L’affaire fait rage depuis mars 2014. Accusée d’abord d’avoir produit un « rapport politique » anti-ANC par Gwede Mantashe secrétaire général de l’organisation et par la ministre Lindiwe Sisulu, attaquée par la Ligue de la Jeunesse de l’ANC, par différents hauts cadres et ministres, accusée d’avoir outrepassé ses prérogatives, menacée, discréditée, poussée à démissionner, Thuli Madonsela tient courageusement tête.
Obligé de se présenter devant le Parlement le 14 août dernier, après avoir réussi à en reculer l’échéance pendant plusieurs mois, Jacob Zuma qui continue de refuser de payer et nie les faits avec une légèreté choquante pour l’opinion publique sud-africaine, avait, entretemps, nommé sa propre Unité spéciale d’investigation. Thuli Madonsela a estimé que le rapport de l’Unité présenté par le président en guise de réponses à ses questions précises n’était pas « satisfaisant ». Elle lui intimait l’ordre, par lettre, le 14 septembre, comme l’y autorise sa fonction, de lui donner des réponses « acceptables ». Accusée d’avoir fait « fuiter » la lettre au président dans les médias – on sait depuis qu’il s’agissait d’un ministre proche de Jacob Zuma – elle eut à nouveau à affronter les persifflages publiques de Gwede Manatashe et autres, comme Jessie Duarte, porte paroles de l’ANC. Mais, soutenue par une équipe solide bien qu’affectée, elle tint bon.
Pour finir, elle fut traitée de « contre-révolutionnaire » et d’ « agent de la CIA » par le vice-ministre de la Défense et des Vétérans de l’ANC, Kebby Maphatsoe, lui même accusé, aujourd’hui, par des anciens militaires de la branche armée de l’ANC, Umkhonto we Sizwe, d’avoir déserté le camp militaire de l’ANC en Ouganda. Ce qu’il reconnaît avoir fait, mais « pour de bonnes raisons ».

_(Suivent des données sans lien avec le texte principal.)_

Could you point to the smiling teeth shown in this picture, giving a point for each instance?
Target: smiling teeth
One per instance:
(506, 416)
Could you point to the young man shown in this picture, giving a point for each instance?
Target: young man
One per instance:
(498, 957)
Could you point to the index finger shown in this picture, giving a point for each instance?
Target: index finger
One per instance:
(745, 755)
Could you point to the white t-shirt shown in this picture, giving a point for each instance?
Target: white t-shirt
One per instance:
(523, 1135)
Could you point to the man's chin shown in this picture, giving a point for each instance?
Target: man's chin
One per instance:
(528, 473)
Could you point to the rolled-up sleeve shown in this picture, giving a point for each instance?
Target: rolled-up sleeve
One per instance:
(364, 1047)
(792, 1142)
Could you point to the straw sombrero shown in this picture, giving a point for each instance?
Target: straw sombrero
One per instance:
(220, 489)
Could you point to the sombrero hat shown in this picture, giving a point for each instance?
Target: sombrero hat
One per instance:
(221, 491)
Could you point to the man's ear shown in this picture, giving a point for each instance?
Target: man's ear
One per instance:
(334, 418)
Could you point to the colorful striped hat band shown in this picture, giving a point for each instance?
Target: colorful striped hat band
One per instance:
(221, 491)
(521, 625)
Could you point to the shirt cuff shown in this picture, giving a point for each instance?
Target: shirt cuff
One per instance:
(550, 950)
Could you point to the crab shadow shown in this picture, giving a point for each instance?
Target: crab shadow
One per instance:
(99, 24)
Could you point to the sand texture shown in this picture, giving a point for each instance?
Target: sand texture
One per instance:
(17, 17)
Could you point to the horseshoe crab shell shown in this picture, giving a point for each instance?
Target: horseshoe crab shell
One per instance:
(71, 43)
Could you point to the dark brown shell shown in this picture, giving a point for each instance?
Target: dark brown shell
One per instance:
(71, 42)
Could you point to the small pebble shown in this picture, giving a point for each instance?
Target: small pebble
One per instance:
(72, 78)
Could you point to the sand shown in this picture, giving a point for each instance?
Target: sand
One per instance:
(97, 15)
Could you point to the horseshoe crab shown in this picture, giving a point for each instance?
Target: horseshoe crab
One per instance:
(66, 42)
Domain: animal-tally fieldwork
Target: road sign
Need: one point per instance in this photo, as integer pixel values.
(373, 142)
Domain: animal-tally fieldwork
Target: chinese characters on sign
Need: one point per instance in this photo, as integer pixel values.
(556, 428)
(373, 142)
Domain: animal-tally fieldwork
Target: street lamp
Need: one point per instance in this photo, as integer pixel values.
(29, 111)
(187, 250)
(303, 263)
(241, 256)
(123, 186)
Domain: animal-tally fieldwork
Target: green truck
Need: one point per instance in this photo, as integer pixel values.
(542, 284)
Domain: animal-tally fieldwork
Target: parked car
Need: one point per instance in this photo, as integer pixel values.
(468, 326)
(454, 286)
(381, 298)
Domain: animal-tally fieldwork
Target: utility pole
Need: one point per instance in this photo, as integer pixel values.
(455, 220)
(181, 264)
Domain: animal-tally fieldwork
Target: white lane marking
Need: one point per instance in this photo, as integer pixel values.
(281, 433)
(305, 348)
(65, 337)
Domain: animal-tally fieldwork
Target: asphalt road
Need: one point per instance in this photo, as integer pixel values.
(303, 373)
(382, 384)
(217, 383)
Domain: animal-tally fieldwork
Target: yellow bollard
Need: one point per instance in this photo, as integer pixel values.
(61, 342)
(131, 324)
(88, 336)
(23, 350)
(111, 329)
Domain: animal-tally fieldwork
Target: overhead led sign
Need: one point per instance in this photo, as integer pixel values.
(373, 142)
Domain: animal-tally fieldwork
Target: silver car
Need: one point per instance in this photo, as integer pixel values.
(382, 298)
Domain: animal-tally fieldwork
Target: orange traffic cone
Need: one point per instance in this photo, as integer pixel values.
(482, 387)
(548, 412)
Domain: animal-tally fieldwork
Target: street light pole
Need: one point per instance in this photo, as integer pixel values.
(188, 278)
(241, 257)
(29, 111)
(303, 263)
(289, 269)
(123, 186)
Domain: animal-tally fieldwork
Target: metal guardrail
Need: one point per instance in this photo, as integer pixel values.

L’enjeu de la bataille que mène Thuli Madonsela va bien au-delà de l’affaire de Nkandla. Membre de l’ANC à Pretoria, engagée dans la lutte contre l’apartheid et dans le Front Démocratique Uni, cette avocate qui a toujours refusé tous les postes qu’on lui a proposés au plus haut sommet de l’État, à l’ANC ou comme candidate au Parlement, depuis 1994, s’était consacrée à la défense des syndicats depuis 1980. Ironie de l’histoire, c’est Jacob Zuma qui l’a nommée, en 2009, Protecteur public, avec l’accord unanime de tous les partis représentés au Parlement. Il avait alors déclaré « Madonsela devra garantir que son institution continuera d’être accessible aux citoyens ordinaires et fera son travail sans peur ou favoritisme ».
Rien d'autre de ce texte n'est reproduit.